Ja, aber im überschaubaren Ausmaß – in der Höhe von nicht einmal einer Million für das Programm. Es gibt zudem Investitionsrücklagen, aber die brauchen wir für die Bauvorhaben der nächsten Jahre.

Hinter der Pferdeschwemme entsteht das Festspielzentrum.
Der „Festspielbezirk 2030“ …
Das Festspielzentrum hinter der Pferdeschwemme wird im Sommer 2026 fertig sein. Im Herbst nächsten Jahres startet die Hohlraumherstellung. Ab dem Herbst 2027 folgt die Sanierung des Großen Festspielhauses, der Abbruch des bestehenden Werkstättengebäudes und der Neubau. Wir reden über eine Fläche von 13 Fußballfeldern, die saniert und erweitert werden.
Die Kosten sind stark gestiegen. Wird das Projekt im geplanten Ausmaß realisiert werden können? Oder muss es Abstriche geben?
Es sind nicht die Kosten gestiegen, sondern die Preise für Bauprojekte: zwischen 2019, als wir das Projekt erstmals geschätzt haben, und 2023 um 37 Prozent. Daher liegen wir jetzt bei 400 Millionen Euro für die erste Phase. Die Verträge mit Bund, Land und Stadt sind unterschrieben, der Terminplan steht. Und wir haben 50 Millionen Euro eingespart, indem wir zum Beispiel das Raum- und Funktionsprogramm reduziert haben und auf Sanierungsmaßnahmen, die nicht unbedingt jetzt sein müssen, verzichten. Die Frage ist allerdings, ob sich das Einsparen langfristig auszahlt.

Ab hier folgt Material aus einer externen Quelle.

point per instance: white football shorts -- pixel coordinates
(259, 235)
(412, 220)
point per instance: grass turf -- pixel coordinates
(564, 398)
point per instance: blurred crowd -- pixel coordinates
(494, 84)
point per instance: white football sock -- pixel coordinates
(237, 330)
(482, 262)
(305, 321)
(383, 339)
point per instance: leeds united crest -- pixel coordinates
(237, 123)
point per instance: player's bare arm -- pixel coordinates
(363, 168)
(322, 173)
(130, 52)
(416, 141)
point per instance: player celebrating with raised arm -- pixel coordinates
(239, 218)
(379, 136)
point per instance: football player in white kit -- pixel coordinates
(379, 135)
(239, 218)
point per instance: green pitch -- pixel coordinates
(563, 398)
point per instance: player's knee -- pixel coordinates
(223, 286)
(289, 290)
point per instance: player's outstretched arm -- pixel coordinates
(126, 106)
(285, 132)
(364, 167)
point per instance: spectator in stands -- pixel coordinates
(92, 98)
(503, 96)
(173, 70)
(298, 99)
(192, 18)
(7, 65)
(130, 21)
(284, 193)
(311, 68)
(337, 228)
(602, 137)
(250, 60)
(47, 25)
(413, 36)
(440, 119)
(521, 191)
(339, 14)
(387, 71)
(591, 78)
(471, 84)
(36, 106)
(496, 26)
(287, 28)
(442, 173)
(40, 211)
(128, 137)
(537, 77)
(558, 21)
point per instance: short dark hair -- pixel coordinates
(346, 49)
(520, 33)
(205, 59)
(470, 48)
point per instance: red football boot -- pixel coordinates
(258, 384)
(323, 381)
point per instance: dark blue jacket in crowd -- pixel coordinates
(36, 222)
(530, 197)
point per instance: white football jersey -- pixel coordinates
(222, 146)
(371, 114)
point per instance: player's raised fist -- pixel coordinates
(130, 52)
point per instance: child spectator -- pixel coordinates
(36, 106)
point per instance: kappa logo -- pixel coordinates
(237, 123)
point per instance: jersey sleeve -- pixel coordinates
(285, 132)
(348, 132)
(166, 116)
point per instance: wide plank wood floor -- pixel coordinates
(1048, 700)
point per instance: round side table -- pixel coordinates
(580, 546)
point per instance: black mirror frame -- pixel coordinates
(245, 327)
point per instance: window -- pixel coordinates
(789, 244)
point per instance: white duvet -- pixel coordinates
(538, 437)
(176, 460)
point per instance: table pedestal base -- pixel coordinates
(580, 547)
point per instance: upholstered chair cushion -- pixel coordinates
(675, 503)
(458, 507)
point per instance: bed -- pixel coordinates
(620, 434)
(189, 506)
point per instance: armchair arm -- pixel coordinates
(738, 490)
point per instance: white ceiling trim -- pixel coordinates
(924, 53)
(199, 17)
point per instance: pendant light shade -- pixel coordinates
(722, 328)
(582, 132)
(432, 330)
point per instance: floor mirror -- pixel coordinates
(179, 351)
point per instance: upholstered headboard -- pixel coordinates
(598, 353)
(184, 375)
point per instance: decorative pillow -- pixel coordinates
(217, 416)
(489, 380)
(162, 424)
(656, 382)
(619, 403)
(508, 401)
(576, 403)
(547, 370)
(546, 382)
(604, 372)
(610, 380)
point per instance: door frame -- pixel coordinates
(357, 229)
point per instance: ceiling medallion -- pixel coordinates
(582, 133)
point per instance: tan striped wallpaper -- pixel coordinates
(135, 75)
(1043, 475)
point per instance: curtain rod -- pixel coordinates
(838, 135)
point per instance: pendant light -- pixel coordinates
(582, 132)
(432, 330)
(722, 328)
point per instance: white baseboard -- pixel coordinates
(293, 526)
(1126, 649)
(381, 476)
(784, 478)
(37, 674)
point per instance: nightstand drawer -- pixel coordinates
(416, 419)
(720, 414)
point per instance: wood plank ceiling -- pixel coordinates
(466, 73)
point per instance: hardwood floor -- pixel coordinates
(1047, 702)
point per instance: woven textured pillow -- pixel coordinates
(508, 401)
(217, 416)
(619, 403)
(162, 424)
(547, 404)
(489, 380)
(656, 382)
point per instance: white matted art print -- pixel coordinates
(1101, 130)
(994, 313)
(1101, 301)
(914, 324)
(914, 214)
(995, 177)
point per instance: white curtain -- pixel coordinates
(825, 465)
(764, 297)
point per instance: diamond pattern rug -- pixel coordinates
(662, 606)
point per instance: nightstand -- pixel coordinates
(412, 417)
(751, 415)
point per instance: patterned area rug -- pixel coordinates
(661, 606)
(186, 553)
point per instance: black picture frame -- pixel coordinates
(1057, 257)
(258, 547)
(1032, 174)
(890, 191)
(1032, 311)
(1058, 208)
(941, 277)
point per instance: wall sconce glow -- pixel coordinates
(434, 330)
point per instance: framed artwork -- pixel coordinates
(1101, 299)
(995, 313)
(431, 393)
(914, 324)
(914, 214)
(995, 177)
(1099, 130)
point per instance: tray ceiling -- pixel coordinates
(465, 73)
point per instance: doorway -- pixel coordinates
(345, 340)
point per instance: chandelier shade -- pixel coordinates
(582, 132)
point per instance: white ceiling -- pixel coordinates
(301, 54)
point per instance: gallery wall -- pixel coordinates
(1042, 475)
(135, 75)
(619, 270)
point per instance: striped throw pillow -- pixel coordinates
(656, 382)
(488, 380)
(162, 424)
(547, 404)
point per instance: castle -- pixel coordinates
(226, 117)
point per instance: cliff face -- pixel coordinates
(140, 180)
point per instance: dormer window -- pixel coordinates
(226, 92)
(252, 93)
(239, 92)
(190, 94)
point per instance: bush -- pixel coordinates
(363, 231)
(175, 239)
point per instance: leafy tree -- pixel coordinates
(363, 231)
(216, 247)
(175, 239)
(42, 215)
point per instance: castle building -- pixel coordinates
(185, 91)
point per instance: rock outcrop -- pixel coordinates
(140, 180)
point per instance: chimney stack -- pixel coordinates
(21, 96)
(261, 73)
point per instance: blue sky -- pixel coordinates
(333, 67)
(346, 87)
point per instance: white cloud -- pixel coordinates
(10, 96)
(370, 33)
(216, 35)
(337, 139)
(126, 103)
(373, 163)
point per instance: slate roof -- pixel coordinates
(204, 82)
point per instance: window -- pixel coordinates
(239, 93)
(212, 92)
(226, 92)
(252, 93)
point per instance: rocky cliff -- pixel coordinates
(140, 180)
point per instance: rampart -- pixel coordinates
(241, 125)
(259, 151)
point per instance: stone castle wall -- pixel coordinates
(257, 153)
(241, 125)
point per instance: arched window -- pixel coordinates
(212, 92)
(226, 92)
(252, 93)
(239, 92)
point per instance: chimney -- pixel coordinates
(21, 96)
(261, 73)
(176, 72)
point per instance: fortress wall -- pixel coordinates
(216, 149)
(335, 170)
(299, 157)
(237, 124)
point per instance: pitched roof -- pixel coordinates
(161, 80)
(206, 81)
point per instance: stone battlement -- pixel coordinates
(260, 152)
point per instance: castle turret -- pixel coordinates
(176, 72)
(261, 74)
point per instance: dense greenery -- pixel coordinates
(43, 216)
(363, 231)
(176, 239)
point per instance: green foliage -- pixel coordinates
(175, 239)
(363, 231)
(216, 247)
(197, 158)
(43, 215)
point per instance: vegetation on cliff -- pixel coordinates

Die Werkstätten greifen künftig in den Berg (Rendering).
Und was beinhaltet die zweite Phase um 80 Millionen Euro?
Auch die Felsenreitschule muss saniert werden – und das Haus für Mozart, weil man einst, beim Umbau, auf die Sanierung des Bühnenturms verzichten musste. Über die Finanzierung dieser Phase wird erst verhandelt, das gesamte Projekt soll bis zum Sommer 2033 fertig sein.
2028 und 2029 kann das Große Festspielhaus nicht genutzt werden. Man braucht es aber u. a. für den „Jedermann“ bei Schlechtwetter. Haben Sie schon eine Lösung?
Wir arbeiten an der flexiblen Überdachung der Domplatz-Tribüne. Es braucht einen Entwurf, der von der Sachverständigenkommission zum Altstadterhaltungsschutz akzeptiert wird. Das ist nicht nur eine gestalterische, sondern auch eine technische Herausforderung, denn wir befinden uns im archäologischen Erwartungsgebiet ...
Was machen Sie mit den Opern?
Es gibt zwei attraktive Plätze in Altstadtnähe, wo wir eine temporäre Konzerthalle in Modulbauweise für 2.200 Zuschauer errichten könnten. Wir prüfen derzeit beide Standorte im Detail. Die Frage muss jedenfalls 2026 geklärt werden.